Nas últimas décadas, as Finanças Comportamentais emergiram como um campo dinâmico, desafiando as premissas das teorias financeiras convencionais. Diante das limitações percebidas dessas teorias, esta subcategoria da área financeira oferece uma abordagem que reconhece a complexidade do comportamento humano nas decisões financeiras.

Neste contexto, examinaremos como este campo se desenvolveu, destacando os enviesamentos comportamentais que moldam as decisões financeiras e desafiando conceitos tradicionais. Além disso, abordaremos as anomalias de mercado, famosos debates do tema, explicações de entendidos na área da psicologia, assim como críticas e limitações das finanças comportamentais.

Como surgiu?

Até um certo período de tempo, acreditava-se que teorias financeiras convencionais eram suficientemente capazes de prever e explicar determinados eventos económicos. Com o passar do tempo, foi se tornando cada vez mais claro que o mundo real é bastante mais complexo, e não tão linear.

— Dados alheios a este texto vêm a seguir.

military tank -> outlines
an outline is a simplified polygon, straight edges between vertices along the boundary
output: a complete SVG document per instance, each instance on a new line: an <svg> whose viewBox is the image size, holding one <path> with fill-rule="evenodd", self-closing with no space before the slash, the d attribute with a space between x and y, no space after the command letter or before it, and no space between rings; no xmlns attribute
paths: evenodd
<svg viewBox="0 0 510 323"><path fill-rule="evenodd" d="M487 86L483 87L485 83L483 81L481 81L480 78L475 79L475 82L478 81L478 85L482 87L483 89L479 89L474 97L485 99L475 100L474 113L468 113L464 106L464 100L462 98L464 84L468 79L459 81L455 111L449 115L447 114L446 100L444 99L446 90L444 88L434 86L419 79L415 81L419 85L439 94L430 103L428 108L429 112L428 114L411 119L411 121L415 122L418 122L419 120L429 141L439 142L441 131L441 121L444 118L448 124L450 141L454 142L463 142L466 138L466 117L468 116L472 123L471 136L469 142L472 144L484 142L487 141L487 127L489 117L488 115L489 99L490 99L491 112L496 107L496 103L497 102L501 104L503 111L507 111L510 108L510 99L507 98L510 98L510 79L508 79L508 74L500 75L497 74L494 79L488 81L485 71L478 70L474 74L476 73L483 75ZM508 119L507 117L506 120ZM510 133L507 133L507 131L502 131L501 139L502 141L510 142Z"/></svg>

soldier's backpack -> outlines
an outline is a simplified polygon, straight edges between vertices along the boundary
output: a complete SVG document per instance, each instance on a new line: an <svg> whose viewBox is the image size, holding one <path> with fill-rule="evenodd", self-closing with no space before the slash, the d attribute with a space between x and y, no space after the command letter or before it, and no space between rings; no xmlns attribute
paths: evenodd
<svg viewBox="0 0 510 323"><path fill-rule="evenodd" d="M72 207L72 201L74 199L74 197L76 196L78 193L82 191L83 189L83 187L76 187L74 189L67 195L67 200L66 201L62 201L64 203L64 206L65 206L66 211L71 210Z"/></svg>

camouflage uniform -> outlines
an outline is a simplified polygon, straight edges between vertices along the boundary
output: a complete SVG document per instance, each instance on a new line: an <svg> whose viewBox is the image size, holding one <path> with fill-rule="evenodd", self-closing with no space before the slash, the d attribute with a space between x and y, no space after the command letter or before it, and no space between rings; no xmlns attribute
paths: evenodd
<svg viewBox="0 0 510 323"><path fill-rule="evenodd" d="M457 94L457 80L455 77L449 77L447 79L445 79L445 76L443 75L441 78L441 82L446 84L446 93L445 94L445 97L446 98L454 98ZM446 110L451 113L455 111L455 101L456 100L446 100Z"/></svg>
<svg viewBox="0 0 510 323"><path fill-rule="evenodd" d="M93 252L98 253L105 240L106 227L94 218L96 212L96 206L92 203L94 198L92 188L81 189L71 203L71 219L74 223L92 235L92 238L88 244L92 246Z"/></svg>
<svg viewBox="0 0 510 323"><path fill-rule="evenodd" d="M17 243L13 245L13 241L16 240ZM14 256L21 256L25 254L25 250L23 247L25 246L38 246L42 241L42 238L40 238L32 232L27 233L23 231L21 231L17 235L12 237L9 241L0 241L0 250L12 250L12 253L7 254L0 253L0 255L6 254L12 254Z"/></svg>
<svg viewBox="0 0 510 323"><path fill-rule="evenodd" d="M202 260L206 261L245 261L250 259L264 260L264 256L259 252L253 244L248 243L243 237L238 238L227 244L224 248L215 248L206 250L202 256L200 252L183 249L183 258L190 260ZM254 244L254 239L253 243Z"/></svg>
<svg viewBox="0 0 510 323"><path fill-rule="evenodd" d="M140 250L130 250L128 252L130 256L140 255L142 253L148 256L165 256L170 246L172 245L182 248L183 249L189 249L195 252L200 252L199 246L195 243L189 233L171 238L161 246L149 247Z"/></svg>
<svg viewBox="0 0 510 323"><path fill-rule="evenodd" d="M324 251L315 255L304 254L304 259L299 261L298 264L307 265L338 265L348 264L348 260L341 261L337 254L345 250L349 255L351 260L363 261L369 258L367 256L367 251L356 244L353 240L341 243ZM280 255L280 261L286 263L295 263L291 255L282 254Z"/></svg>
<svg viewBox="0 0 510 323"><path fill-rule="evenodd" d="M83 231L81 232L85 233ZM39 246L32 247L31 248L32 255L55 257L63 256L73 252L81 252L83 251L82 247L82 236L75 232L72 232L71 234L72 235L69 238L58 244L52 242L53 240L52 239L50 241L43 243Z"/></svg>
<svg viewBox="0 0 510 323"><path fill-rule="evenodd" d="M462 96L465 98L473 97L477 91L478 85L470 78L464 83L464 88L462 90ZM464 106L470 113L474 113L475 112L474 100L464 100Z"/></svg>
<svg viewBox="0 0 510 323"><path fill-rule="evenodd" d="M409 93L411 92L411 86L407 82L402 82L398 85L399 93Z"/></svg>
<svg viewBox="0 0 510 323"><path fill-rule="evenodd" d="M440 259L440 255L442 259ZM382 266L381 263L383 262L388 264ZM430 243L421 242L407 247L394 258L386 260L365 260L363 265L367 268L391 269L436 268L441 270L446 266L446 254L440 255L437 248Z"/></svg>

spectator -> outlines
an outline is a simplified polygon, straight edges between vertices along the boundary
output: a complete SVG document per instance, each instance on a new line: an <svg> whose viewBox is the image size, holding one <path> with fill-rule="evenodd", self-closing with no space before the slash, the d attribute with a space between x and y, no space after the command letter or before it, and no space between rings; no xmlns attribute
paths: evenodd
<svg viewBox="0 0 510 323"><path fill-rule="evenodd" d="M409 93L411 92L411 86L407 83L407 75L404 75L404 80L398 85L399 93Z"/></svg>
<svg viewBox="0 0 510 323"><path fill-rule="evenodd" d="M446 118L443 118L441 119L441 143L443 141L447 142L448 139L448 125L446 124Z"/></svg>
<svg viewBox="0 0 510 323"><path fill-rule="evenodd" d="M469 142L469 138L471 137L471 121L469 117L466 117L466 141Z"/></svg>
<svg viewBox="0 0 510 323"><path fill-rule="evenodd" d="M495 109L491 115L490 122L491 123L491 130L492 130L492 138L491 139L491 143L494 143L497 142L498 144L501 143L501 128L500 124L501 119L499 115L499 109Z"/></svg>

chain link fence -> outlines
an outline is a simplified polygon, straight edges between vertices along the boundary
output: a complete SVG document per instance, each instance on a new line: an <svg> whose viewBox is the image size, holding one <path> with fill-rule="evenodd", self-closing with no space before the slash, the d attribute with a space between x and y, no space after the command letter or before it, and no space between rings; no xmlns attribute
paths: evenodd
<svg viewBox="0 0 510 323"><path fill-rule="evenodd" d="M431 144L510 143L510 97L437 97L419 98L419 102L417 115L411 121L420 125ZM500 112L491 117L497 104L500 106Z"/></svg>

Os agentes económicos não são racionais e previsíveis como sugeriam os modelos.

Foi neste contexto que nasceram as Finanças Comportamentais. Daniel Kahneman, Amos Tversky e Richard Thaler foram alguns dos importantes intervenientes na história desta ciência comportamental.

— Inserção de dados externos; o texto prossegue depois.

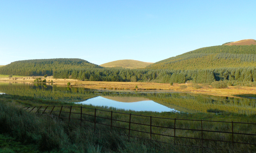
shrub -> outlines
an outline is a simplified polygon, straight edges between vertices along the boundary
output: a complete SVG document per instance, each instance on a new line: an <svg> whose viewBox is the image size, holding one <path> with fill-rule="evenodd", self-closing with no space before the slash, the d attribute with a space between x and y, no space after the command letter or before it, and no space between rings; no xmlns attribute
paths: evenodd
<svg viewBox="0 0 256 153"><path fill-rule="evenodd" d="M202 88L202 87L199 85L198 84L193 84L192 86L196 89L200 89Z"/></svg>
<svg viewBox="0 0 256 153"><path fill-rule="evenodd" d="M217 88L225 88L227 87L227 84L222 81L213 82L211 85L213 87Z"/></svg>
<svg viewBox="0 0 256 153"><path fill-rule="evenodd" d="M181 85L180 86L180 89L185 89L187 88L187 85Z"/></svg>

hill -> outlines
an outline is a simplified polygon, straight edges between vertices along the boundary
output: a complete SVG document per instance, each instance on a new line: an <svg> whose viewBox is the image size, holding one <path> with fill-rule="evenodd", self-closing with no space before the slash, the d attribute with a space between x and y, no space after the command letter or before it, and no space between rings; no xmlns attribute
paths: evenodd
<svg viewBox="0 0 256 153"><path fill-rule="evenodd" d="M238 41L231 42L225 44L225 45L256 45L256 40L254 39L244 39Z"/></svg>
<svg viewBox="0 0 256 153"><path fill-rule="evenodd" d="M100 66L105 67L138 69L144 68L153 63L132 59L123 59L110 62Z"/></svg>
<svg viewBox="0 0 256 153"><path fill-rule="evenodd" d="M150 69L198 70L256 66L256 45L204 47L158 62Z"/></svg>
<svg viewBox="0 0 256 153"><path fill-rule="evenodd" d="M55 72L66 71L68 77L71 70L101 68L101 67L79 59L53 59L19 61L0 67L0 74L25 76L52 75Z"/></svg>

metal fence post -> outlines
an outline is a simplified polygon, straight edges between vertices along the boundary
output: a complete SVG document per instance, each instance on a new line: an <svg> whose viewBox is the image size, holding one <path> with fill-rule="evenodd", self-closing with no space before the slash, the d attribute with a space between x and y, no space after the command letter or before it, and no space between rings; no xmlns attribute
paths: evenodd
<svg viewBox="0 0 256 153"><path fill-rule="evenodd" d="M80 116L80 126L82 125L82 109L83 107L81 106L81 113Z"/></svg>
<svg viewBox="0 0 256 153"><path fill-rule="evenodd" d="M113 111L111 111L111 117L110 117L110 129L112 130L112 116L113 113Z"/></svg>
<svg viewBox="0 0 256 153"><path fill-rule="evenodd" d="M45 108L45 110L44 110L44 111L43 112L43 113L42 113L42 114L41 114L41 115L43 115L43 114L45 112L45 110L46 110L46 109L47 109L47 108L48 107L48 106L47 106Z"/></svg>
<svg viewBox="0 0 256 153"><path fill-rule="evenodd" d="M152 116L150 116L150 139L152 139Z"/></svg>
<svg viewBox="0 0 256 153"><path fill-rule="evenodd" d="M33 110L34 108L35 108L35 107L36 107L36 106L35 106L35 107L34 107L34 108L32 108L32 109L30 111L29 111L29 112L31 112L31 111L32 111L32 110Z"/></svg>
<svg viewBox="0 0 256 153"><path fill-rule="evenodd" d="M35 112L35 113L36 113L36 112L38 112L38 111L39 111L39 110L40 110L40 108L41 108L41 107L42 107L42 106L40 106L40 107L39 107L39 109L37 110L37 111L36 111L36 112Z"/></svg>
<svg viewBox="0 0 256 153"><path fill-rule="evenodd" d="M70 115L71 115L71 110L72 109L72 106L70 106L70 110L69 111L69 122L70 121Z"/></svg>
<svg viewBox="0 0 256 153"><path fill-rule="evenodd" d="M51 115L51 114L52 114L52 111L53 110L53 109L54 109L54 107L55 107L55 106L53 106L53 107L52 107L52 111L51 111L51 113L50 113L49 115Z"/></svg>
<svg viewBox="0 0 256 153"><path fill-rule="evenodd" d="M131 129L131 116L132 114L130 113L130 118L129 119L129 131L128 132L128 140L130 141L130 130Z"/></svg>
<svg viewBox="0 0 256 153"><path fill-rule="evenodd" d="M94 132L95 131L96 129L96 110L95 108L94 109Z"/></svg>
<svg viewBox="0 0 256 153"><path fill-rule="evenodd" d="M176 145L175 142L175 128L176 128L176 118L174 119L174 145Z"/></svg>
<svg viewBox="0 0 256 153"><path fill-rule="evenodd" d="M63 107L63 106L61 106L61 108L60 108L60 111L59 111L59 116L60 116L60 113L61 113L61 110L62 110L62 107Z"/></svg>
<svg viewBox="0 0 256 153"><path fill-rule="evenodd" d="M234 132L233 131L233 121L231 122L232 123L232 145L234 146Z"/></svg>

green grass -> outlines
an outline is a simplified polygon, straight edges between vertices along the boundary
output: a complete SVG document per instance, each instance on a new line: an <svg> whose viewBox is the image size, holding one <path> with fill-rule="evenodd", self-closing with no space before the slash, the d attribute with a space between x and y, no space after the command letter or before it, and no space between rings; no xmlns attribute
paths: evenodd
<svg viewBox="0 0 256 153"><path fill-rule="evenodd" d="M22 76L21 75L13 75L12 78L25 77L25 76ZM0 78L9 78L9 75L4 75L2 74L0 74Z"/></svg>
<svg viewBox="0 0 256 153"><path fill-rule="evenodd" d="M110 131L108 127L96 124L96 127L100 129L107 130L107 132L101 130L96 130L94 133L93 123L83 122L83 126L80 127L76 125L69 124L68 120L64 118L50 117L48 116L38 115L32 113L28 113L24 110L17 108L25 106L80 106L72 103L62 103L56 101L44 100L25 96L19 96L9 95L1 95L0 99L0 133L10 135L18 141L24 142L25 144L33 144L35 145L40 151L78 151L85 152L200 152L200 149L191 147L185 147L174 146L173 145L173 139L162 136L153 136L153 139L164 142L170 142L170 144L166 144L154 142L146 141L141 139L131 139L129 142L126 136L120 136L116 133L123 133L127 135L127 131L114 129ZM14 106L15 106L14 107ZM96 108L106 110L109 110L102 107L94 107L92 106L86 106L91 108ZM69 112L69 108L64 108L63 113L61 116L68 117L68 113L64 112ZM60 108L56 110L59 111ZM172 112L156 113L150 112L136 112L110 109L115 111L132 113L147 116L157 116L168 118L197 119L198 120L226 121L254 123L255 122L255 115L247 116L221 112L217 115L213 113L175 113ZM86 110L85 112L84 111ZM216 110L214 112L216 112ZM83 112L93 115L94 110L87 109ZM80 108L72 107L72 112L79 112ZM40 112L40 113L42 111ZM108 118L110 118L109 112L96 111L97 116ZM58 112L54 114L59 115ZM72 115L71 118L79 118L79 114ZM93 121L93 116L83 116L83 119ZM129 115L113 113L113 119L124 121L129 121ZM79 121L72 120L72 123L80 123ZM132 122L149 124L148 118L133 116ZM103 124L109 124L109 120L96 118L96 122ZM167 127L172 127L173 120L160 120L154 118L152 120L152 125ZM15 124L13 124L15 123ZM203 128L208 130L231 131L231 124L229 123L212 123L204 122L203 123ZM176 127L178 128L200 129L200 123L190 121L177 121ZM120 122L113 122L113 125L124 128L128 128L127 123ZM148 126L134 124L131 124L131 129L149 132ZM234 126L234 132L254 133L255 127L250 125L243 126L236 125ZM157 133L172 134L173 129L166 130L155 127L152 128L153 132ZM131 135L146 139L149 138L148 134L145 134L131 131ZM177 136L200 138L200 132L192 132L190 131L177 130ZM206 139L216 139L224 140L230 141L231 135L229 134L214 134L213 132L204 132L204 138ZM256 142L254 138L250 137L241 137L236 135L234 140L237 141ZM198 145L200 144L200 141L194 140L187 140L183 139L177 139L177 142L183 144ZM222 152L239 152L246 150L248 152L253 152L255 148L248 145L236 144L234 148L232 145L222 142L213 143L207 142L204 144L207 148L204 152L216 152L219 150L212 148L217 147L224 149ZM222 151L221 151L221 152Z"/></svg>
<svg viewBox="0 0 256 153"><path fill-rule="evenodd" d="M0 134L0 153L38 152L31 144L23 145L8 135Z"/></svg>

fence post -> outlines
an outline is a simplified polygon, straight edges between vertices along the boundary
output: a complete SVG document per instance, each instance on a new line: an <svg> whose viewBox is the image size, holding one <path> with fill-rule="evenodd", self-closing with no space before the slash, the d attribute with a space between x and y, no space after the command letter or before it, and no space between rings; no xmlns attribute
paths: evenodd
<svg viewBox="0 0 256 153"><path fill-rule="evenodd" d="M32 109L30 111L29 111L29 112L31 112L31 111L32 111L32 110L33 110L34 108L35 108L35 107L36 107L36 106L35 106L35 107L34 107L34 108L32 108Z"/></svg>
<svg viewBox="0 0 256 153"><path fill-rule="evenodd" d="M131 129L131 116L132 114L130 113L130 118L129 119L129 131L128 132L128 140L130 141L130 130Z"/></svg>
<svg viewBox="0 0 256 153"><path fill-rule="evenodd" d="M40 107L39 107L39 109L37 110L37 111L36 111L36 112L35 112L35 113L36 113L36 112L38 112L38 111L39 111L39 110L40 110L40 108L41 108L41 107L42 107L42 106L40 106Z"/></svg>
<svg viewBox="0 0 256 153"><path fill-rule="evenodd" d="M70 115L71 115L71 109L72 109L72 106L70 106L70 110L69 111L69 122L70 122Z"/></svg>
<svg viewBox="0 0 256 153"><path fill-rule="evenodd" d="M202 149L203 149L203 122L202 120L201 120L201 138L202 139L202 142L201 142L202 145Z"/></svg>
<svg viewBox="0 0 256 153"><path fill-rule="evenodd" d="M174 119L174 145L175 145L175 129L176 128L176 118Z"/></svg>
<svg viewBox="0 0 256 153"><path fill-rule="evenodd" d="M112 115L113 113L113 111L111 111L111 117L110 117L110 129L112 130Z"/></svg>
<svg viewBox="0 0 256 153"><path fill-rule="evenodd" d="M152 139L152 116L150 116L150 139Z"/></svg>
<svg viewBox="0 0 256 153"><path fill-rule="evenodd" d="M233 121L231 122L232 123L232 145L234 146L234 132L233 131Z"/></svg>
<svg viewBox="0 0 256 153"><path fill-rule="evenodd" d="M61 108L60 108L60 111L59 111L59 116L60 116L60 113L61 113L61 110L62 110L62 107L63 107L63 106L61 106Z"/></svg>
<svg viewBox="0 0 256 153"><path fill-rule="evenodd" d="M96 108L94 109L94 132L96 129Z"/></svg>
<svg viewBox="0 0 256 153"><path fill-rule="evenodd" d="M80 116L80 126L81 126L82 125L82 109L83 109L83 107L82 106L81 106L81 113L80 114L81 115Z"/></svg>
<svg viewBox="0 0 256 153"><path fill-rule="evenodd" d="M53 107L52 107L52 111L51 111L51 113L50 113L50 115L51 115L51 114L52 114L52 111L53 110L53 109L54 109L54 108L55 107L55 106L53 106Z"/></svg>
<svg viewBox="0 0 256 153"><path fill-rule="evenodd" d="M44 110L44 111L43 112L43 113L42 113L42 114L41 114L41 115L43 115L43 114L45 112L45 110L46 110L46 109L47 109L47 108L48 107L48 106L47 106L46 107L46 108L45 108L45 110Z"/></svg>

Compreender a natureza humana tornou-se crucial, pois, em qualquer atividade, produto ou serviço, incluindo o setor financeiro, os indivíduos procuram invariavelmente três tipos de benefícios: utilitários, expressivos e emocionais. Os benefícios utilitários abordam a questão do que algo faz pela carteira do indivíduo, enquanto os benefícios expressivos exploram o que algo comunica sobre a pessoa aos outros e a si mesma. Por fim, os benefícios emocionais respondem à pergunta sobre como algo afeta o estado emocional do indivíduo.

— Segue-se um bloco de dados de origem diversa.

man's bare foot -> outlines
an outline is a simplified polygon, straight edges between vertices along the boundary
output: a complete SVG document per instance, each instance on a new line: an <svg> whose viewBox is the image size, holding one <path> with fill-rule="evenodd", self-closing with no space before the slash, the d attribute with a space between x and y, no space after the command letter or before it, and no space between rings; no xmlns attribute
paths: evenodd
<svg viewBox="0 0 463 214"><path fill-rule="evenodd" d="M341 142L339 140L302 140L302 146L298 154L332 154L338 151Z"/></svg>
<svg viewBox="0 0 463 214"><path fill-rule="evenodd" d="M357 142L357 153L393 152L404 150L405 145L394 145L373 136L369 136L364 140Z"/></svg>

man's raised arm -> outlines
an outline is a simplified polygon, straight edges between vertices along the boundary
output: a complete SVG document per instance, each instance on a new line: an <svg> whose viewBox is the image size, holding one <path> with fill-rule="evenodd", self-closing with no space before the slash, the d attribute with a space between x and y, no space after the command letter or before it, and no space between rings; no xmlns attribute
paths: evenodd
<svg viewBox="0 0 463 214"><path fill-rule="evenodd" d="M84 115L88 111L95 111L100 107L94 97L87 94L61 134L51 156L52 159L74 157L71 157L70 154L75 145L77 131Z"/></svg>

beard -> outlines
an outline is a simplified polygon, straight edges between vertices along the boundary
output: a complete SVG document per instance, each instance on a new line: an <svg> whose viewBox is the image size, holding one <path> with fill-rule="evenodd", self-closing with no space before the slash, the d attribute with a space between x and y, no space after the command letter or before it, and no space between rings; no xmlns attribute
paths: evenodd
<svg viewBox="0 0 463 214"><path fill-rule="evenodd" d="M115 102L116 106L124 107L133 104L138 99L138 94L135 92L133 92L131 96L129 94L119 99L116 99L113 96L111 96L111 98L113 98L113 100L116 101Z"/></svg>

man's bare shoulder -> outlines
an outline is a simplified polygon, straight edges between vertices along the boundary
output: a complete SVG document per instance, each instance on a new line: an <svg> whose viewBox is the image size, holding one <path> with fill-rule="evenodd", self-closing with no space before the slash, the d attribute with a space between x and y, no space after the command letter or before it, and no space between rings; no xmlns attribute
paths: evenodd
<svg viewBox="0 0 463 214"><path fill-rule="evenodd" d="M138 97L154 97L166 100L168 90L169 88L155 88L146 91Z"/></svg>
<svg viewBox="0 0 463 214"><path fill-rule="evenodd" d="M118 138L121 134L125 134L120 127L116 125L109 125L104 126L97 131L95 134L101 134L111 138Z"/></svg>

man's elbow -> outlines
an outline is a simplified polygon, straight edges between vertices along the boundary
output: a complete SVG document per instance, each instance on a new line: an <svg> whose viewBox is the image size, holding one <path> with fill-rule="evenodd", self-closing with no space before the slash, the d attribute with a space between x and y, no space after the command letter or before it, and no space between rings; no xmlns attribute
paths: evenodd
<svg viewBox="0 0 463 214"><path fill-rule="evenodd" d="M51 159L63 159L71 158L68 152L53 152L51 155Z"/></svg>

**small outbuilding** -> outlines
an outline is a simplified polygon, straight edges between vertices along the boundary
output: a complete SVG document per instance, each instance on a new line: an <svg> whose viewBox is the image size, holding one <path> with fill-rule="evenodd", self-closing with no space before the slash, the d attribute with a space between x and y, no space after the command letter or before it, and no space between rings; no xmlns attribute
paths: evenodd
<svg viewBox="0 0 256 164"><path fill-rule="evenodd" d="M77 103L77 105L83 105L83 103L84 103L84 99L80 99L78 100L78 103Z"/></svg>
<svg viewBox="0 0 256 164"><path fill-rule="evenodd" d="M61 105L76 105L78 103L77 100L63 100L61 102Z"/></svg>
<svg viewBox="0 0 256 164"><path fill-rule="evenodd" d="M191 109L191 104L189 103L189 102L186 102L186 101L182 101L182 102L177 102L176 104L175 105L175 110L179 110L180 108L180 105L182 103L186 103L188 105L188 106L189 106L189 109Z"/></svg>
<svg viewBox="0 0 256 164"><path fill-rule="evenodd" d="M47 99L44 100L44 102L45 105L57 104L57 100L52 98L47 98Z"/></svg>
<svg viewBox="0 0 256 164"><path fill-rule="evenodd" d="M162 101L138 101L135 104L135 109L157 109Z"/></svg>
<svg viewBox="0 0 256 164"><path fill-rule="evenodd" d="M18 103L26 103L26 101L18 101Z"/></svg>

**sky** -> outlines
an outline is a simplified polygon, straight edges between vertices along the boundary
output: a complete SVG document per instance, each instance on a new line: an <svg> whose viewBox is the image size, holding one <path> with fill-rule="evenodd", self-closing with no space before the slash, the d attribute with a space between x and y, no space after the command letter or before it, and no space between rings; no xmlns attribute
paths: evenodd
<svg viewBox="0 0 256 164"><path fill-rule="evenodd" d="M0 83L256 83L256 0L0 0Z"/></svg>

Assim, a área das Finanças Comportamentais emergiu como um campo dedicado ao estudo das atitudes e ações das pessoas, reconhecendo a complexidade e a influência dos fatores comportamentais na tomada de decisões financeiras.

O que é?

Deste modo, as finanças comportamentais podem ser analisadas a partir de várias perspetivas. Os rendimentos no mercado de ações constituem um domínio financeiro em que os comportamentos psicológicos são frequentemente considerados como influenciadores dos resultados e dos retornos. Contudo, há uma multiplicidade de perspetivas para explorar nesta área. O propósito fundamental desta área económica-psicológica é proporcionar uma compreensão mais profunda das razões subjacentes às escolhas financeiras individuais e avaliar o impacto dessas decisões nos mercados.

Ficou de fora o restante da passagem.